Arrow-right Camera
The Spokesman-Review Newspaper
Spokane, Washington  Est. May 19, 1883

Outlook For Bigger Casinos No Mirage Industry’s High Rollers Will Thrive

New York Times

By the end of this year, it seemed appropriate that the most powerful company in one of the wealthiest industries in the country gambling was called Mirage Resorts.

After gambling grew rapidly in the early 1990s, the industry’s success started to vaporize in 1995. The spread of casinos to new towns screeched to a halt because popular resistance intensified, Congress threatened new regulations, gambling stocks got clobbered and Harrah’s Jazz Co., which was building a big new casino in New Orleans, filed for Chapter 11 bankruptcy in November. The stock market seemed like the only place left for an honest wager.

But those who study the proclivities of gamblers, at the slots as well as in the market, say the odds for 1996 look good.

In a way, analysts see the political environment - in which some conservative politicians have called for a halt to the spread of casinos - as a blessing in disguise.

The growth of gambling in the last five years has created enormous competition along the Mississippi River, on Native American tribal lands and in small towns across the country. The costs of running casinos have risen sharply and management at the companies has been stretched thin.

A lull in the opening of new jurisdictions will allow the better-managed companies to improve existing operations, particularly in Las Vegas and Atlantic City, N.J.
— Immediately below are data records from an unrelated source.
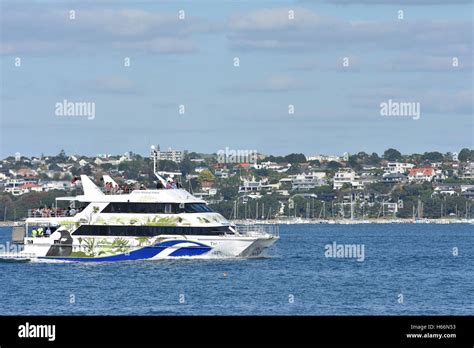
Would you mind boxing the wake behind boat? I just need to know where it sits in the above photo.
[0,175,279,262]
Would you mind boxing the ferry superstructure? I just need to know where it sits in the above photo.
[0,175,279,262]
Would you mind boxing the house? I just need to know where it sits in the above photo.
[431,184,461,197]
[382,173,408,183]
[461,162,474,180]
[15,168,38,178]
[408,167,436,182]
[384,162,415,174]
[239,177,280,193]
[214,169,229,179]
[333,169,359,190]
[201,180,215,191]
[21,182,43,193]
[290,172,326,191]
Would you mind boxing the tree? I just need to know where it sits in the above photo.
[198,169,214,182]
[422,151,444,162]
[383,148,402,161]
[326,161,342,170]
[285,153,306,164]
[458,148,474,162]
[180,154,193,176]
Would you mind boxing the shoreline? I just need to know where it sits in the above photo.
[230,218,474,225]
[0,218,474,227]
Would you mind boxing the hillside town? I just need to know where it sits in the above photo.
[0,146,474,221]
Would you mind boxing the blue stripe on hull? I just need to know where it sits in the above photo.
[40,240,212,262]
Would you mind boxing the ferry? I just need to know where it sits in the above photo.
[0,175,279,262]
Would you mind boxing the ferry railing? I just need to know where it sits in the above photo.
[235,224,280,237]
[28,209,71,218]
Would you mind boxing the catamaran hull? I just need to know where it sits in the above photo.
[0,236,279,262]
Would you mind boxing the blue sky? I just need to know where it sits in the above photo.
[0,0,474,157]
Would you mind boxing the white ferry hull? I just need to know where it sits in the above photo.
[0,235,279,262]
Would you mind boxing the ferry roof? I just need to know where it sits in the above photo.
[56,189,206,203]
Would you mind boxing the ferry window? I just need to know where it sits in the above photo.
[185,203,212,213]
[102,202,179,214]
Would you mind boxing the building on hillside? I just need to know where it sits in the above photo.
[333,169,358,190]
[290,172,327,191]
[384,162,415,174]
[382,173,408,183]
[150,145,183,163]
[408,167,436,182]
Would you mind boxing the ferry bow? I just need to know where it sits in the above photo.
[0,175,279,262]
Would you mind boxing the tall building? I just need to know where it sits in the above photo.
[150,145,183,163]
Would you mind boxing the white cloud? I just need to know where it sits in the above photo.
[227,8,472,55]
[0,5,217,55]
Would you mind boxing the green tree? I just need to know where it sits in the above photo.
[458,148,474,162]
[383,148,402,161]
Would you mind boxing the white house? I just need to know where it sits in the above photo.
[384,162,415,174]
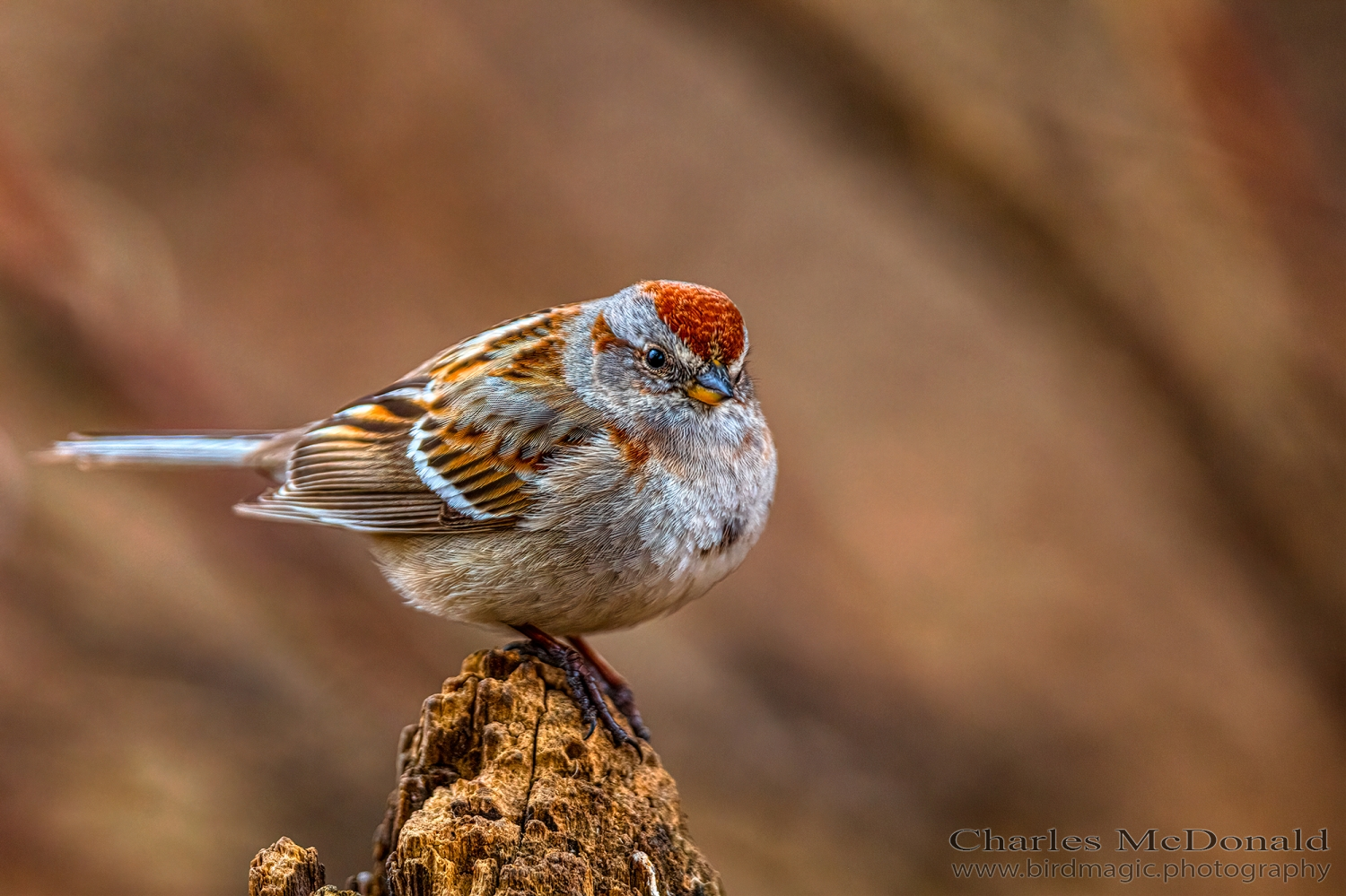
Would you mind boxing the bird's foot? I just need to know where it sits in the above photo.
[509,626,645,756]
[570,635,651,740]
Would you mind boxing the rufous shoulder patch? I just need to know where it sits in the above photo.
[637,280,745,365]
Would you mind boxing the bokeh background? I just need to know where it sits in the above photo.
[0,0,1346,895]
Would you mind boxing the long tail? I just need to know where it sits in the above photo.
[37,432,290,476]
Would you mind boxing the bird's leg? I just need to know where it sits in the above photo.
[511,624,641,753]
[567,635,651,740]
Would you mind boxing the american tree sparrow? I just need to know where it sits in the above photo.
[46,280,775,744]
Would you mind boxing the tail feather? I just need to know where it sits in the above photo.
[37,432,283,470]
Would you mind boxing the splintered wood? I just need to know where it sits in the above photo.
[249,650,723,896]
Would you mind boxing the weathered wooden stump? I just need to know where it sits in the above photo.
[248,650,723,896]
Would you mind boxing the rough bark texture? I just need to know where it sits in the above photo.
[249,650,723,896]
[248,837,325,896]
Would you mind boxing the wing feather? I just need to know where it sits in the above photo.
[239,306,598,535]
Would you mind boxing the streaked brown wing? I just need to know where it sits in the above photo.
[239,306,595,535]
[408,306,594,521]
[237,378,498,535]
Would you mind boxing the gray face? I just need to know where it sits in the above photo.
[572,288,761,441]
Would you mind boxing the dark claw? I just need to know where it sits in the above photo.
[603,681,651,740]
[508,640,645,758]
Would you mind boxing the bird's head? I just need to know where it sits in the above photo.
[590,280,756,427]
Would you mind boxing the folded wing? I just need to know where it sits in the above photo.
[239,306,595,535]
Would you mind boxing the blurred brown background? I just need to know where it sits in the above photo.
[0,0,1346,896]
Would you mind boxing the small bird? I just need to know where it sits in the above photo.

“The healthy part is that this will be the time to regroup,” said Lee Isgur, an analyst at Jeffries & Co. “In the major markets - Las Vegas, Atlantic City and Mississippi - there are few regulations and a good operating environment. They won’t be affected by a rollback.”

Salomon Brothers estimates that gambling revenues at casinos will rise to $18 billion next year, from $16.1 billion in 1995 and $14.1 billion in 1994.

But most analysts predict that because of the peculiar economics of the business, the more moderate growth will help only the biggest companies, not the dozens of smaller gambling concerns that have gone public in recent years. Gamblers need a new thrill, and so the companies will have to erect ever larger casinos, even at the old gambling sites, to increase the crowds.

Only the wealthiest companies can make such hefty investments. In other words, the iron rule of gambling will hold: the house, in the form of the biggest casino operations, will win.

“Nineteen ninety-six,” said Scott M. Renner, an analyst at Salomon Brothers, “is going to be the year when the rich get richer.”